Navigando nella rete non sempre ci si imbatte in argomenti sciocchi ed ameni. Prova ne è che, in una delle piazze telematiche maggiormente frequentate, dove si discute di cose dell’isola di Procida (procida.forumfree.net) in un post dove si “parla” di bilancio comunale, ad una precisa domanda di Geppino Pugliese circa lo stato del bilancio comunale, il consigliere comunale e capogruppo del Partito Democratico, Dino Ambrosino, esprime ragionevolmente la propria posizione, cosa che, a differenza di quanto accade nelle riunioni del civico consesso, dove le argomentazioni sono spesso farcite di troppo politichese, può rendere più semplice comprendere meccanismi alquanto complessi anche ai meno addetti ai lavori.
“Il problema del bilancio del Comune deriva innanzitutto dall’eccessivo peso dei costi per il personale. Questo fenomeno si è manifestato nel corso degli anni quando lo Stato ha smistato negli Enti Locali dipendenti di altre amministrazioni e contemporaneamente ha iniziato a ridurre i trasferimenti economici.

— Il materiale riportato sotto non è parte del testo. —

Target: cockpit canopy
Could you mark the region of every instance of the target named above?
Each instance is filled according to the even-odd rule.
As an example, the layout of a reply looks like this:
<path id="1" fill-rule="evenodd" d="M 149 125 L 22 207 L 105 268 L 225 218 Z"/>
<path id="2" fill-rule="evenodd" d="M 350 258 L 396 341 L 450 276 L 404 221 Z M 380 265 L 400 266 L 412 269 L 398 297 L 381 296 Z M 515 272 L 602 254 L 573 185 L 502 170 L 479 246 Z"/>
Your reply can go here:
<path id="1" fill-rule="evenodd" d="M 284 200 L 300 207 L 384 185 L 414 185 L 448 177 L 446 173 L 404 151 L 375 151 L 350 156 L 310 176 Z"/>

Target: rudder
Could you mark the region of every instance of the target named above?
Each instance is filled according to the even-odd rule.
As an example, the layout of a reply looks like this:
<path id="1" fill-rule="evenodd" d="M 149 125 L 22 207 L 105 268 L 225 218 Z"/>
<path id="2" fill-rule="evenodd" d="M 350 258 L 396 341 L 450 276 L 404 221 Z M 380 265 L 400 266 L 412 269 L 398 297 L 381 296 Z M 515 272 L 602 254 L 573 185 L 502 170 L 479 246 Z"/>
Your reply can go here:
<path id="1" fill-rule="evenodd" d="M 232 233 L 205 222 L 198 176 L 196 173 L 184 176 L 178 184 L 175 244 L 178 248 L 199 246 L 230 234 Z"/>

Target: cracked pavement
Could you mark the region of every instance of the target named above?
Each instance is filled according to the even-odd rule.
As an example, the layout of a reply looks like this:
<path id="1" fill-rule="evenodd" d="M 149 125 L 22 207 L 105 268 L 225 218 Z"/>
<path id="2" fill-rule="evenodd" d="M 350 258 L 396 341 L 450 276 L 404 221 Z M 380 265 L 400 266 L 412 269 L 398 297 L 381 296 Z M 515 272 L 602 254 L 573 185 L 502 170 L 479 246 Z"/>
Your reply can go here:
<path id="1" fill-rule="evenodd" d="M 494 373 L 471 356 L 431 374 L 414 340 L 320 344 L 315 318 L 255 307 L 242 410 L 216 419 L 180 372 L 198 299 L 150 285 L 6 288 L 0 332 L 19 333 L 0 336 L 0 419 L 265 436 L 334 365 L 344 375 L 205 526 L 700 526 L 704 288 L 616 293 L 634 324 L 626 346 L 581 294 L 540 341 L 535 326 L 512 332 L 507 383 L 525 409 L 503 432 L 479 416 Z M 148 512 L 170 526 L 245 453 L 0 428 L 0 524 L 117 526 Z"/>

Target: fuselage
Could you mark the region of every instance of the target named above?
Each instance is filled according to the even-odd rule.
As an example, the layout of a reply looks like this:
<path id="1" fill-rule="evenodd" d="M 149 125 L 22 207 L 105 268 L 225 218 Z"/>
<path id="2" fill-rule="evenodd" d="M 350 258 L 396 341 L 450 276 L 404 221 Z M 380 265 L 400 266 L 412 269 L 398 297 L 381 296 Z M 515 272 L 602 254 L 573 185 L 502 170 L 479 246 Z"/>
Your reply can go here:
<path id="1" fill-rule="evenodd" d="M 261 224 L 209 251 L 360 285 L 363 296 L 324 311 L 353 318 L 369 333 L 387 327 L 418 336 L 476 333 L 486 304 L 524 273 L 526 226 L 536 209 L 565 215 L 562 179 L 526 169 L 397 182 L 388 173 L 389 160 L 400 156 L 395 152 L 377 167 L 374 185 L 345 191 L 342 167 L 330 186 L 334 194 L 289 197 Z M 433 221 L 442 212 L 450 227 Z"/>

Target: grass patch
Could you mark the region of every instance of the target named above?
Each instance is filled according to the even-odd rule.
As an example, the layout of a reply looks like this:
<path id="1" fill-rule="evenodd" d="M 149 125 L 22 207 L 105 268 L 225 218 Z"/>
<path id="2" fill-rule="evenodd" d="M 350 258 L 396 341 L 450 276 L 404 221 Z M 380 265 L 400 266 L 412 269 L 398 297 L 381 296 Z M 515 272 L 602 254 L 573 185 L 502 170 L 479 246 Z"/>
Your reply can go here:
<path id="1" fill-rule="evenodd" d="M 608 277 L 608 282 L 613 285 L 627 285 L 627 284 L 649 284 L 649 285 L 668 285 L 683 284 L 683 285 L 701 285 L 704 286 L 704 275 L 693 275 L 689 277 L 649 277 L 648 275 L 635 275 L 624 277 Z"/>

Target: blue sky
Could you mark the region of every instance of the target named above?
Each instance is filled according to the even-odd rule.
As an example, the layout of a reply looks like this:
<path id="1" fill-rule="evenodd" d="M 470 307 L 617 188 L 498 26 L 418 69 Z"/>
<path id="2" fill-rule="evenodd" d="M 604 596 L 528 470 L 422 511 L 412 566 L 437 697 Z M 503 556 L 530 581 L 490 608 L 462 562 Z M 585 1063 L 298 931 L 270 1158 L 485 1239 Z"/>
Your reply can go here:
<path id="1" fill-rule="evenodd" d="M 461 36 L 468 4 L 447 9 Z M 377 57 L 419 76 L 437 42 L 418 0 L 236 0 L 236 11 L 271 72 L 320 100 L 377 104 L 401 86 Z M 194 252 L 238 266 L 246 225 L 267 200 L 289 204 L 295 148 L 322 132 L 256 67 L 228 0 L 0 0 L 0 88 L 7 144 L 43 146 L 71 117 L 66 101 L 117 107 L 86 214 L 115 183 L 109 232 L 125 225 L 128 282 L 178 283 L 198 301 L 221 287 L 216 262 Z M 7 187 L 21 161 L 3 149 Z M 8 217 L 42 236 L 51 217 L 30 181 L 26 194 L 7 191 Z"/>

Di fronte a questa politica nazionale costante da quasi vent’anni, una Amministrazione virtuosa avrebbe dovuto organizzare meglio i propri dipendenti per svolgere bene una serie di servizi. In tal modo le scarse risorse date dallo Stato e le entrate proprie del Comune (tasse, tariffe e canoni) avrebbero potuto sostenere i costi.

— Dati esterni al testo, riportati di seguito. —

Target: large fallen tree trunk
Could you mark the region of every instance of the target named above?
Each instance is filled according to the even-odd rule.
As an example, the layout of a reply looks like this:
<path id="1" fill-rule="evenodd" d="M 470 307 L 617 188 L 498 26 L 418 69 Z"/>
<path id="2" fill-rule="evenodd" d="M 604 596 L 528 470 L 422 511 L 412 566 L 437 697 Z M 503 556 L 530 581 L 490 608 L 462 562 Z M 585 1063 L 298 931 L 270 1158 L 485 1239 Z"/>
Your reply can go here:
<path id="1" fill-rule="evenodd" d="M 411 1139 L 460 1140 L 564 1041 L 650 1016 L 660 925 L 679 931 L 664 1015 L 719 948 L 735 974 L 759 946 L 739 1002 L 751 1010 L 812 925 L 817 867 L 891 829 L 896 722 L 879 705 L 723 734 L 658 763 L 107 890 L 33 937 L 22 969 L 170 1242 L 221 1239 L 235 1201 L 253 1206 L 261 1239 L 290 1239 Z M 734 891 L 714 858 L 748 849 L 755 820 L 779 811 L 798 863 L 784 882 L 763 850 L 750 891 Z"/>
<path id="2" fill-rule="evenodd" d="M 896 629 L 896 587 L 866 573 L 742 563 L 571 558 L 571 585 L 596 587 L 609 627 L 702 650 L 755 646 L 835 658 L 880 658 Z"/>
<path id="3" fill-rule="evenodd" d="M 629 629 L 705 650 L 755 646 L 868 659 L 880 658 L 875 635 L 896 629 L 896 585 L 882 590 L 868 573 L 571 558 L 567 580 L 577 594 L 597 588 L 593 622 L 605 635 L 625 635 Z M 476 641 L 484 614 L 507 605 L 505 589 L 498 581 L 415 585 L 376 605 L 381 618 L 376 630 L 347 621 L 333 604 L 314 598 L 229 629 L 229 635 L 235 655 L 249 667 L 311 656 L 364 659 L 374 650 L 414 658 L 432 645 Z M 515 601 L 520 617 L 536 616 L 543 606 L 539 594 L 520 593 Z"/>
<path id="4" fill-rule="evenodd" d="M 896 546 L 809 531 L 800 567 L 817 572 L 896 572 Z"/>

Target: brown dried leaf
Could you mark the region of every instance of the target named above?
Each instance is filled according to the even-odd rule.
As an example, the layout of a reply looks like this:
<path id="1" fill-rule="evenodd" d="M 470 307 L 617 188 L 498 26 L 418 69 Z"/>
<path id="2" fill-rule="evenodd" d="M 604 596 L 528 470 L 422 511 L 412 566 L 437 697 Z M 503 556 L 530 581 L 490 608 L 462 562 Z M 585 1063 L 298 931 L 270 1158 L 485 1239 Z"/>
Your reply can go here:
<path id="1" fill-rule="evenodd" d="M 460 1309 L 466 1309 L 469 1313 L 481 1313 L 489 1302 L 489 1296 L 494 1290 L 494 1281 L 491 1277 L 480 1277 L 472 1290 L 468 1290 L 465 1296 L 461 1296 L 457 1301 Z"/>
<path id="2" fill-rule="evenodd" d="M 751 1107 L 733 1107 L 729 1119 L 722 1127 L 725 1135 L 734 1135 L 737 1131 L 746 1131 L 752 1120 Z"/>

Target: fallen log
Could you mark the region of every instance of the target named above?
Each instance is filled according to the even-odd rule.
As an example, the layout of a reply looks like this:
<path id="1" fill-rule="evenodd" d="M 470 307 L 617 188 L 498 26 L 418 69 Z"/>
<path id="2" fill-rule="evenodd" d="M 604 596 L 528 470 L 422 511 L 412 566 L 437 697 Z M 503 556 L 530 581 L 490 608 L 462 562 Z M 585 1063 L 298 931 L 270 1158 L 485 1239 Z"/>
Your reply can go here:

Diversamente l’Amministrazione in carica dal 1996 ha tenuto il personale, ma ha concesso all’esterno una serie di servizi. Questo ha dato l’opportunità di fare nuove assunzioni finalizzate al consenso elettorale, ma ha creato un corpo pachidermico che si sostiene su piedi d’argilla.
Il caso acquedotto per esempio: prima del 2000 il servizio era svolto da dipendenti comunali, dal febbario fu affidato all’EVI con nuovi operai e nuovi impiegati.

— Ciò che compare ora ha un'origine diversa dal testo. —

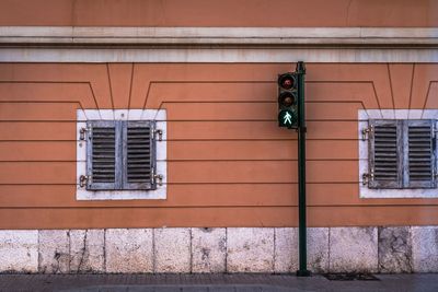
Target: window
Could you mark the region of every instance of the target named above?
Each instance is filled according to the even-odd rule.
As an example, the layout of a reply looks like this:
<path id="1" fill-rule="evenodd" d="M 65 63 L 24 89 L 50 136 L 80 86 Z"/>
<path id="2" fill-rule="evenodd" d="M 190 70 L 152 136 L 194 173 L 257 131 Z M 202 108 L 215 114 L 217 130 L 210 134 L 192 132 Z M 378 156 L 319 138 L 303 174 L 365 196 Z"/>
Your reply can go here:
<path id="1" fill-rule="evenodd" d="M 165 199 L 165 109 L 78 109 L 78 200 Z"/>
<path id="2" fill-rule="evenodd" d="M 155 189 L 155 122 L 87 122 L 87 189 Z"/>
<path id="3" fill-rule="evenodd" d="M 369 188 L 436 187 L 434 120 L 371 119 L 366 131 Z"/>

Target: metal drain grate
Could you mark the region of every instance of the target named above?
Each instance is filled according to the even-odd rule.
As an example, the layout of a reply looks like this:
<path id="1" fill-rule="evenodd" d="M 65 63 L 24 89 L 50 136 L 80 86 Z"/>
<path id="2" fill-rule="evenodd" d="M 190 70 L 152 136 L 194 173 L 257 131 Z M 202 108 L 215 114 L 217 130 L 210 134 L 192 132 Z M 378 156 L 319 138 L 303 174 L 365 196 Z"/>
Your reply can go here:
<path id="1" fill-rule="evenodd" d="M 324 277 L 330 281 L 380 281 L 379 278 L 371 273 L 325 273 Z"/>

Altro esempio la riscossione dei canoni per l’occupazione di aree pubbliche: per molti anni è stata affidata all’esterno e ha fruttato un minor gettito. Da circa due anni, grazie anche a una nostra battaglia in Consiglio Comunale, il servizio è tornato al Comune.
Il problema di fondo è che ci troviamo di fronte ad una struttura comunale che ci costa molto ma non è utilizzata bene, con tanti dipendenti a cui non è richiesto di dare il massimo.
Che fare a questo punto?
L’unica strada che mi sembra praticabile è quella di approfittare dei pensionamenti per snellire la struttura. Va studiata una pianta organica che consenta di attribuire le giuste risorse per i servizi richiesti. L’obiettivo deve essere il risparmio per liberare risorse a favore delle priorità che la nuova Amministrazione vorrà individuare.
Discorso a parte va fatto per la stabilizzazione degli LSU. Da quanto mi risulta ci sono contributi regionali che coprono i costi per diversi anni. In questo caso, quindi, va studiata bene la situazione.”